Clinically, Bender has a long-standing commitment to hemoglobinopathies with an emphasis on sickle cell disease, and special emphasis on patient education, community outreach and access to health care. He acts as a consultant to the state newborn screening program regarding hemoglobinopathies, providing advice to the state, community physicians and families. Bender has worked with the Puget Sound Blood Center’s Rare Blood Groups program to increase the number of minority donors by overcoming cultural barriers and improving education and information services, and he received the American Society of Hematology’s Champion for Advocacy award. He is member of the NIH Sickle Cell Disease Advisory Committee.

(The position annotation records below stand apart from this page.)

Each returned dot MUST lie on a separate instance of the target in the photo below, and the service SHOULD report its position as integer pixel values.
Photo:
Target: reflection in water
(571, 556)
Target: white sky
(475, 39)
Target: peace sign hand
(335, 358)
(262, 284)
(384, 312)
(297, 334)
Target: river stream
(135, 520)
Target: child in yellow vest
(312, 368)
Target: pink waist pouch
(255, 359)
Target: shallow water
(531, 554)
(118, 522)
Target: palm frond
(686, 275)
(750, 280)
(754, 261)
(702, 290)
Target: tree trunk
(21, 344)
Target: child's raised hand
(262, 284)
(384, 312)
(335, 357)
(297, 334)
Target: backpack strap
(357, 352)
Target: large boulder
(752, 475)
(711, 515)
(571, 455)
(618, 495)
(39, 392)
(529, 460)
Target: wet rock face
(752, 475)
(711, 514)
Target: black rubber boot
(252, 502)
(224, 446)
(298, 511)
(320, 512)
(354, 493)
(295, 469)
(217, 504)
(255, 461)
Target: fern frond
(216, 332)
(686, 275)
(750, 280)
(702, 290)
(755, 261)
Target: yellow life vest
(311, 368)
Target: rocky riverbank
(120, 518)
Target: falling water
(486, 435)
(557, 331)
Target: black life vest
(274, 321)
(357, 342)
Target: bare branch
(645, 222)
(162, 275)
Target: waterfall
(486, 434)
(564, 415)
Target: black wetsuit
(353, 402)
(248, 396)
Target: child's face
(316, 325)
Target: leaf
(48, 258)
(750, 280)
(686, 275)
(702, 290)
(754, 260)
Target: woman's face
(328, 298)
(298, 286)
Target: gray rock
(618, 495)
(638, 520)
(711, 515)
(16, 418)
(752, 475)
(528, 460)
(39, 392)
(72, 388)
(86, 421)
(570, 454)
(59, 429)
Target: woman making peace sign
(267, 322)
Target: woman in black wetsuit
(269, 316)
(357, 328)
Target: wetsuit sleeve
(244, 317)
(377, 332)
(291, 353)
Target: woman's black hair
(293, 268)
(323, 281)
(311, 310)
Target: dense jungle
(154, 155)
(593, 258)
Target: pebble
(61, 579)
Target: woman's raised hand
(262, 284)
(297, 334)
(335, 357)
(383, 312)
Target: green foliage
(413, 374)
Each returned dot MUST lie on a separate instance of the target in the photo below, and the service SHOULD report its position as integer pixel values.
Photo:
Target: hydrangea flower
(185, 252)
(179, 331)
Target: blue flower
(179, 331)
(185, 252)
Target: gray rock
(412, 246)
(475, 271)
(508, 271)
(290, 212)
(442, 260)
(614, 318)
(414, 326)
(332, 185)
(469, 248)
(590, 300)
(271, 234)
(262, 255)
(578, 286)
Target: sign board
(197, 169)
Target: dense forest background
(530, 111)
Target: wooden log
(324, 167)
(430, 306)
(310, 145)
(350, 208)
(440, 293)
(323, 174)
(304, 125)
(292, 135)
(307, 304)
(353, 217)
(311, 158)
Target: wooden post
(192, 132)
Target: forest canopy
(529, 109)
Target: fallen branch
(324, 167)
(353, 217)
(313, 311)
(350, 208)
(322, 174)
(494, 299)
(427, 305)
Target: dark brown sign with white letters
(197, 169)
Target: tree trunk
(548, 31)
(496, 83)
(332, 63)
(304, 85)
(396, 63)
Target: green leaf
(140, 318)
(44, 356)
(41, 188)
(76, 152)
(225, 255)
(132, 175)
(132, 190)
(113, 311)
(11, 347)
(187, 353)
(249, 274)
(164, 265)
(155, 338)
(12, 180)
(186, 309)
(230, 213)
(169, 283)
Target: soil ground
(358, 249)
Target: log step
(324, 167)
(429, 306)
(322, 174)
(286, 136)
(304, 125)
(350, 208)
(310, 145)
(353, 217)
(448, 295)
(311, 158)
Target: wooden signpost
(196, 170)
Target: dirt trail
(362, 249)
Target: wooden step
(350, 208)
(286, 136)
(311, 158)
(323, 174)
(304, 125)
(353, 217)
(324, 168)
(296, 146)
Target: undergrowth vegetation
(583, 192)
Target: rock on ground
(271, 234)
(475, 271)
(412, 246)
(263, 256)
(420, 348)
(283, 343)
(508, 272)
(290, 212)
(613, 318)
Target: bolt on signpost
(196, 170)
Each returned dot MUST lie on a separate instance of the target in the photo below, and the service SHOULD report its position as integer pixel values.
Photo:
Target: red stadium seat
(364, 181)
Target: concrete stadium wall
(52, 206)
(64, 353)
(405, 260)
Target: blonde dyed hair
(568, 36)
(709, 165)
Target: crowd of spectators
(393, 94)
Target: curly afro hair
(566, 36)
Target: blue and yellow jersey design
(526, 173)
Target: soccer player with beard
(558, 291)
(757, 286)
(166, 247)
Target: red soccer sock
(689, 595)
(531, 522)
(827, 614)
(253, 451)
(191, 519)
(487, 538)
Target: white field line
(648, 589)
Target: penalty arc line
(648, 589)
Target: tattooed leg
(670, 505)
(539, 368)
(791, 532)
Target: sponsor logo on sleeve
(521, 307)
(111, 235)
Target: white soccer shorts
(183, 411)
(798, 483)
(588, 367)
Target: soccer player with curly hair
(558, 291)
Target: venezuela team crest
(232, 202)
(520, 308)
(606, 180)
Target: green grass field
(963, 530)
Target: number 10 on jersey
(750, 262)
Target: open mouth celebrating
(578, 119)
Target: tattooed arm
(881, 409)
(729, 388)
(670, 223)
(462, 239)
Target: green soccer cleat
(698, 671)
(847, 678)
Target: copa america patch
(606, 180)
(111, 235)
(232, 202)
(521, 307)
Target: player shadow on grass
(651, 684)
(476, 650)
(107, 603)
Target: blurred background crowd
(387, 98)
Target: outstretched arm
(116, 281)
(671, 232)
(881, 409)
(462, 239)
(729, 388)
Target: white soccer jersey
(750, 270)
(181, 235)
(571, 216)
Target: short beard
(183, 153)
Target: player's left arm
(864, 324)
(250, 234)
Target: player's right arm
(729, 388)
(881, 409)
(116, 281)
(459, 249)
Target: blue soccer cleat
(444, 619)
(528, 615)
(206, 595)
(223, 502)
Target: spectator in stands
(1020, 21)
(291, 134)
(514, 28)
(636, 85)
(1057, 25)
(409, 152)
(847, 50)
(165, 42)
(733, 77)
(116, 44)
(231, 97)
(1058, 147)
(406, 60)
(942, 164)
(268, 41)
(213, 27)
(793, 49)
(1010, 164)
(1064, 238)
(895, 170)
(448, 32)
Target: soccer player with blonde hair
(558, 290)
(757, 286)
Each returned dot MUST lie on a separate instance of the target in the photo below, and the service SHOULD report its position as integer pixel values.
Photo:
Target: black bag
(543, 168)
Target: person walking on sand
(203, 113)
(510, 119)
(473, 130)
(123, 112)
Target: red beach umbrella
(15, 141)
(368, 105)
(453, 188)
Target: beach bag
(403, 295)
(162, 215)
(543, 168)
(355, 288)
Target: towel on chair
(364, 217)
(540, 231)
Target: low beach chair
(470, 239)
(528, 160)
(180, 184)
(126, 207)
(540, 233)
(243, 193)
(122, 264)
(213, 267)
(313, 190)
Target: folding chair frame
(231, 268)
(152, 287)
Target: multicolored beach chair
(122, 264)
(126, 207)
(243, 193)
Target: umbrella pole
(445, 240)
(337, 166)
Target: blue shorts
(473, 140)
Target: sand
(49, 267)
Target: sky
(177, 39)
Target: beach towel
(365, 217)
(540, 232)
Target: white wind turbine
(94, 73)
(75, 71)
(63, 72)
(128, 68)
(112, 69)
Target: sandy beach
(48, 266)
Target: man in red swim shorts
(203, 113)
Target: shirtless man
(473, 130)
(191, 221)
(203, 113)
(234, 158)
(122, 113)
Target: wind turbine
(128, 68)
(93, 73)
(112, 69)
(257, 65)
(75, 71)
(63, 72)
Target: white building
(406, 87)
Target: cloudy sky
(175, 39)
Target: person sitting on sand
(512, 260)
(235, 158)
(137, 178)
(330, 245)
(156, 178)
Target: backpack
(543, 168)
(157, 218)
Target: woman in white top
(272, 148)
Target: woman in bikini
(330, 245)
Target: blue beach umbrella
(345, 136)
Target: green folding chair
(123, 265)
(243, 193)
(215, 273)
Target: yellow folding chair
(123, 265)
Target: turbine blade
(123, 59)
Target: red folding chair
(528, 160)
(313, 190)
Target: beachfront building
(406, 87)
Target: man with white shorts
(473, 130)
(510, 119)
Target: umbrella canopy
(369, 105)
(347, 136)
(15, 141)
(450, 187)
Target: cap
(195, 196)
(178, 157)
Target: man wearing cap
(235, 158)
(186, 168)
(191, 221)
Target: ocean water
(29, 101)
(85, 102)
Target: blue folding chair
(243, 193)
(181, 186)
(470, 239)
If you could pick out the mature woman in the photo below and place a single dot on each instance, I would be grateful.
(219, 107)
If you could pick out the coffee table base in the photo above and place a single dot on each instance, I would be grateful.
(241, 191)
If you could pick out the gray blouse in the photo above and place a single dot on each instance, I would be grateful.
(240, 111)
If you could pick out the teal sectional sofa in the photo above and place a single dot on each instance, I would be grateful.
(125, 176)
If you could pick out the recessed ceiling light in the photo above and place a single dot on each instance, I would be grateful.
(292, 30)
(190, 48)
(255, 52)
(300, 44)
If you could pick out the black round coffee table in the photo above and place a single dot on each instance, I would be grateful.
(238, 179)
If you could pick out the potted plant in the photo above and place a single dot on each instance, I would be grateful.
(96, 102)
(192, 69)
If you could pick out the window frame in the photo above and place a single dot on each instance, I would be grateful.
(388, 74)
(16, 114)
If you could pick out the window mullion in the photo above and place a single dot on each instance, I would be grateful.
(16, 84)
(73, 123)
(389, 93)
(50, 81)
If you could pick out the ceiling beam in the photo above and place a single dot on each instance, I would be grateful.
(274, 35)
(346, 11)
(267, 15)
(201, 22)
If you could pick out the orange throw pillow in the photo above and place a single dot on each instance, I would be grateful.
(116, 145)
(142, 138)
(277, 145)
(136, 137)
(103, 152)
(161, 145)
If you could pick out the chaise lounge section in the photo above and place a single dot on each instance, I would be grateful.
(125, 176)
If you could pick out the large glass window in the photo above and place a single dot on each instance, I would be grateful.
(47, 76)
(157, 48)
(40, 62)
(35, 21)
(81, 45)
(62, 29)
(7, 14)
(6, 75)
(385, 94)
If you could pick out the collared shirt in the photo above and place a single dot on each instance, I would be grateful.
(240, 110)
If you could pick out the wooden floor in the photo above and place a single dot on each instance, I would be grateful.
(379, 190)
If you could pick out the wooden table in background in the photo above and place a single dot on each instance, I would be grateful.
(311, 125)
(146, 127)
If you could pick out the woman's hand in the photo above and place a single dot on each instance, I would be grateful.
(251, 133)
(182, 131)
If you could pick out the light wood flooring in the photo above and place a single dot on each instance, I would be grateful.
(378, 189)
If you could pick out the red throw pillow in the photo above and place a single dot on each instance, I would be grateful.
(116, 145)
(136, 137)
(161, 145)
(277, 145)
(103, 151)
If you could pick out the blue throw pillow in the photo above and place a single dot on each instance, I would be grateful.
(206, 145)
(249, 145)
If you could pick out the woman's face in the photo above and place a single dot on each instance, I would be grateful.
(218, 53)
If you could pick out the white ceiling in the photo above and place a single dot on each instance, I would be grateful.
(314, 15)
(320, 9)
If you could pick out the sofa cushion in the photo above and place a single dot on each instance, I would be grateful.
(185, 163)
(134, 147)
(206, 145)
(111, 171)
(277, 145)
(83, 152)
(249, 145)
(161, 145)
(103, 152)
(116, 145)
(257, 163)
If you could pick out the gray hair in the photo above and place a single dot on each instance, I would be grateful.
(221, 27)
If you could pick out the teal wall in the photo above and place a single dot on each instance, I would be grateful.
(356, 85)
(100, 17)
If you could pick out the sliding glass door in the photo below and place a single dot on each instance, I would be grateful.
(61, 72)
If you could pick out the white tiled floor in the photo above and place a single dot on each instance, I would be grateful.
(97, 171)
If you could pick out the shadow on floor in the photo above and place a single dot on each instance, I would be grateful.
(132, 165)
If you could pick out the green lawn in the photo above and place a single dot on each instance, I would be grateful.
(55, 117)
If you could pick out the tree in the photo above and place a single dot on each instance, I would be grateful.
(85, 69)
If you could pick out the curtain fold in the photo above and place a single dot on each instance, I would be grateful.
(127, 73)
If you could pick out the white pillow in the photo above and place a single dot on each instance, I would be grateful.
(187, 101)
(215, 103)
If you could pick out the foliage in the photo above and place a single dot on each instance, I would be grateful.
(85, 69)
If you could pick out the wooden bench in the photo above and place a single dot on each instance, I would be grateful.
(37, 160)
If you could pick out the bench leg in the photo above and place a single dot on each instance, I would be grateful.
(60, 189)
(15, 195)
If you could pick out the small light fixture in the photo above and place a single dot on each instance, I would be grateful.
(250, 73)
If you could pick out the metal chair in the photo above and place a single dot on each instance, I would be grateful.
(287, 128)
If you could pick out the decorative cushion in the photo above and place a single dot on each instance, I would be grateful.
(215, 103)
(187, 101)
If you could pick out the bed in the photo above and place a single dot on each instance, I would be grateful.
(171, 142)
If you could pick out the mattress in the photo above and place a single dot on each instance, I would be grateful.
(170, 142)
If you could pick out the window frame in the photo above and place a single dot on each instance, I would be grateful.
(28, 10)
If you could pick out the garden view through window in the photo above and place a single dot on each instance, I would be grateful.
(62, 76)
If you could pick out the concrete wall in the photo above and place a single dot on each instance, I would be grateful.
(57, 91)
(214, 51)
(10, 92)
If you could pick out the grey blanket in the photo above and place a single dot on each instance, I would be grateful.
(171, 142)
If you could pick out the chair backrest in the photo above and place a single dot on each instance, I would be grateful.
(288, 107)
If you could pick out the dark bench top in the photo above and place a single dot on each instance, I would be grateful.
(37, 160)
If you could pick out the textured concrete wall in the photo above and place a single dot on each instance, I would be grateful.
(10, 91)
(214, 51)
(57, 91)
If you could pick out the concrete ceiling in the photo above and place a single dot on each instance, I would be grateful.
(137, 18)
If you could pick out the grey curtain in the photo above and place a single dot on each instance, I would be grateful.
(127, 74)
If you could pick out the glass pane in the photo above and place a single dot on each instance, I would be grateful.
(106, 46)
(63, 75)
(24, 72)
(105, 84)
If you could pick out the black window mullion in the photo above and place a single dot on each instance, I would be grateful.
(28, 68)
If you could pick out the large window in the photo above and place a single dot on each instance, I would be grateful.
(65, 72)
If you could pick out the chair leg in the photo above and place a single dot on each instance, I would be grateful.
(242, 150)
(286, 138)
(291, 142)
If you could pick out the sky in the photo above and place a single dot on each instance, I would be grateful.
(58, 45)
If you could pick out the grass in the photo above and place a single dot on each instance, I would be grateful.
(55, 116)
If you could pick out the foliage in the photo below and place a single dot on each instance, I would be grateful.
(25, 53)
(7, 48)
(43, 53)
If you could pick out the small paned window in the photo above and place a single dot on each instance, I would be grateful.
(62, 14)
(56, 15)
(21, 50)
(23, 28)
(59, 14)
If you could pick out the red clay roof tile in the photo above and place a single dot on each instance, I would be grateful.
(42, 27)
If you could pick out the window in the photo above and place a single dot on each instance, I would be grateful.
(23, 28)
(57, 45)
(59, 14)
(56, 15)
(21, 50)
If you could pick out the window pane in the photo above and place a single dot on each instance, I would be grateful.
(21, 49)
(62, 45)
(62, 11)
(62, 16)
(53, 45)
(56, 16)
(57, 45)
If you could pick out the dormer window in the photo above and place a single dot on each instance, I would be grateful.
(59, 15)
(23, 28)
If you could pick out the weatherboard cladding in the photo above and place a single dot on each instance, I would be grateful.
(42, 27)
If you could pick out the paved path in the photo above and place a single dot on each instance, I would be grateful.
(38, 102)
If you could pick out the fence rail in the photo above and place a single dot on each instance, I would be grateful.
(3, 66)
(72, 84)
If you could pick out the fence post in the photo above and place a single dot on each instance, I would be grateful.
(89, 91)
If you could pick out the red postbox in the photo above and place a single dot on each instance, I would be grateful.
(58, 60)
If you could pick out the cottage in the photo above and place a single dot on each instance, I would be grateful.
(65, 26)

His research focuses on regulation of the chromatin structure in vivo, using the beta-globin locus as a model. Bender is working on multiple projects, ranging from developing new techniques to analyze chromatin structure, to establishing a statewide collaborative to provide better support for patients, families, practitioners and community members affected by sickle cell disease. In order to test hypotheses’ as to how chromatin structure is regulated he has generated mice with deletions of DNase I hypersensitive sites (HSs) that mark putative regulatory regions of the beta-globin locus. The largest of these deletes the control region (LCR), and results in changes in chromatin structure, expression, sub-nuclear localization and timing of DNA replication, raising the question of how these attributes are linked and coordinated. The most prominent model for beta-globin gene activation proposes that the LCR and HSs flanking interact to form an “active chromatin hub” essential for high-level expression. Systematic deletion of components of this hub suggest that this model is in fact not correct, and raising the questions 1) what is the function of these highly conserved regions, 2) what is necessary for activation of the locus and 3) how these mutations affect nuclear localization, chromatin structure and replication timing and how these attributes are linked. For example, the nuclear periphery is associated with silenced genes, while the nuclear interior is associated with active gene expression. Notably, with erythroid differentiation beta-globin expression increases and is associated with re-localization from the periphery to the central nucleoplasm, begging the question of if expression leads to re-localization, re-localization leads to activation of expression, or if these processes are regulated independently. How these processes change with differentiation and the role of cis-acting elements is being determined.